Dan Dierdorf, who was born in Canton, Ohio, has been an NFL broadcaster since 1984 (making him the longest running announcer for the NFL); however, this is unfortunately about to change. CBS announced on Wednesday that Dierdorf will retire at the end of the 2013 season. It is difficult to imagine NFL coverage without the familiar face, but Dierdorf explained his reasons for exiting to SI.com (Sports Illustrated) through a telephone interview.
“The reality is, from a physical standpoint, it’s too much for me, especially the travel. I have two artificial knees, two artificial hips, nerve damage in my legs, and it’s a struggle for me to walk. That’s the reality of it. Ask anyone who has seen me go through a press box,” Dierdorf said.

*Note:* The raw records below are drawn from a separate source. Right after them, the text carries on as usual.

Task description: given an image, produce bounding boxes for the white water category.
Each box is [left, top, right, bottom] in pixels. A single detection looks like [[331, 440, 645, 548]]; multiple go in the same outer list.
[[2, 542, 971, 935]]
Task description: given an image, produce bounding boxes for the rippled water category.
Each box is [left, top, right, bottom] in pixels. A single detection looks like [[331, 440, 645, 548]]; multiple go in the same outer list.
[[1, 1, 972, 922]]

Wishing a happy retirement to Dan Dierdorf who has represented U of M so well for so long. #goblue
— Jim Abbott (@jabbottum31) November 21, 2013
Dan Dierdorf, one of the all time great guys, is retiring. Great OT in Hall of Fame. Terrific analyst. One of my favorites. Good luck Dan.
— John McClain (@McClain_on_NFL) November 20, 2013
Dan Dierdorf had an impressive career prior to his time as a broadcaster. From 1971 until 1983, he played for the St. Louis Cardinals. After his successful tenure on the field, his talents were recognized in 1996 when he was selected to the Pro Football Hall of Fame.

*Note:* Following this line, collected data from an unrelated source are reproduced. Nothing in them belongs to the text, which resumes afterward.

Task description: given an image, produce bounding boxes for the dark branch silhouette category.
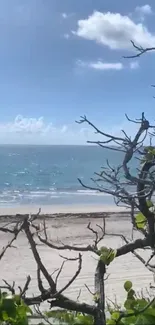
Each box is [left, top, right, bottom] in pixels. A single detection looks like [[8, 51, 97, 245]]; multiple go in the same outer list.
[[123, 40, 155, 58]]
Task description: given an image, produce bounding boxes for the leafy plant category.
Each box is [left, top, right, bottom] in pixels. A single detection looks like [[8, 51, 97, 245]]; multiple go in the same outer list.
[[45, 310, 93, 324], [43, 281, 155, 324], [0, 291, 32, 325], [135, 200, 154, 229], [107, 281, 155, 325], [142, 146, 155, 163], [98, 247, 117, 265]]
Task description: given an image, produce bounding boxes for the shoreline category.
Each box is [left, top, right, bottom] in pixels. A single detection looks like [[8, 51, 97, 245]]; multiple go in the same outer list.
[[0, 204, 131, 221]]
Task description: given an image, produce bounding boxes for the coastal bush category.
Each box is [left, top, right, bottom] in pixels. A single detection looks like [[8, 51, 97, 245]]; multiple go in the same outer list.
[[1, 283, 155, 325], [45, 281, 155, 324], [0, 290, 32, 325]]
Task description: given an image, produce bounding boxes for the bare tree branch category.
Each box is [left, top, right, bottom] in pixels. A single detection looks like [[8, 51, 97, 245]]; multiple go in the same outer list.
[[23, 217, 56, 292], [38, 233, 96, 253], [123, 41, 155, 58], [0, 280, 15, 295], [19, 276, 31, 298], [0, 223, 22, 260], [76, 115, 124, 142]]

The commentator known for his poised, tough exterior is not leaving the business due to backlash from multiple media and social networking sites, however acutely aware of the criticism he may be. “I am well aware of being criticized in the sense that I have grown kids and they tell me they see this on Twitter or that. I am relatively unfazed by that. I don’t go on message boards and I don’t have a Twitter account. I understand how it works. Very few people take the time to go on there to say how much they like someone,” Dierdorf explains.
This is not to say that the harsh critiques thrown at Dierdorf have never affected him, but rather his present maturity means that he is no longer influenced by petty, discouraging remarks. “Fifteen or 20 years ago it would have bothered me. Like anyone else, whenever you saw something critical, it hurt your feelings a little bit. But when you have been doing it as long as I have and been on the firing range as long as I have, I have reached a point where I am pretty much unfazed by it,” he said.

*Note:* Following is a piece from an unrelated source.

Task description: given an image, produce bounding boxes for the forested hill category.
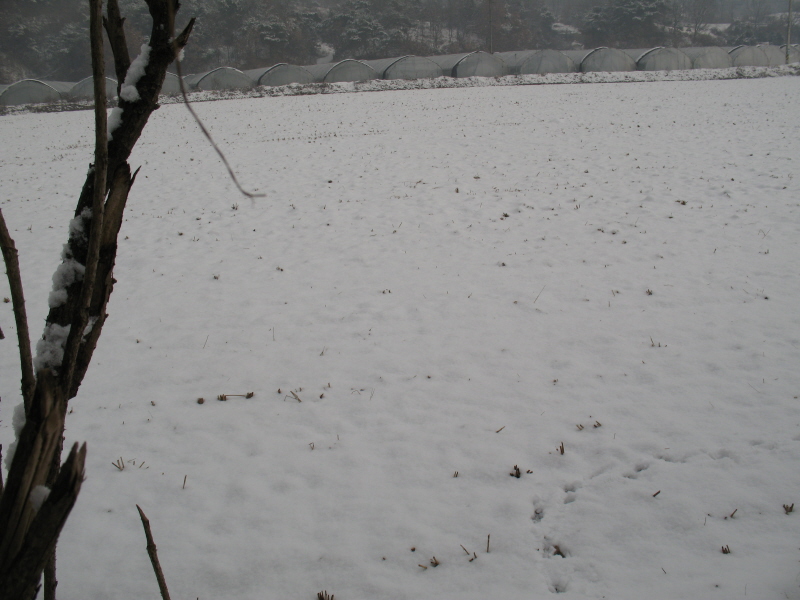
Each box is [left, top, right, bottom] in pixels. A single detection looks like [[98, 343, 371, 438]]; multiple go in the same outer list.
[[0, 0, 792, 84]]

According to CBS Sports chairman Sean McManus, “For 43 NFL seasons Dan Dierdorf has been a consummate professional both on the field and in the broadcast booth. Very few people in any profession can boast a Hall of Fame playing career and Hall of Fame broadcasting career.”
The opportunity to play for the NFL and then reverse gears and broadcast is a unique privilege, and Dierdorf recognizes this. “I have been blessed to spend my entire life in the game I love. I had an opportunity to go from the field directly to the broadcast booth where I have had the privilege of working with the giants of our business,” he said.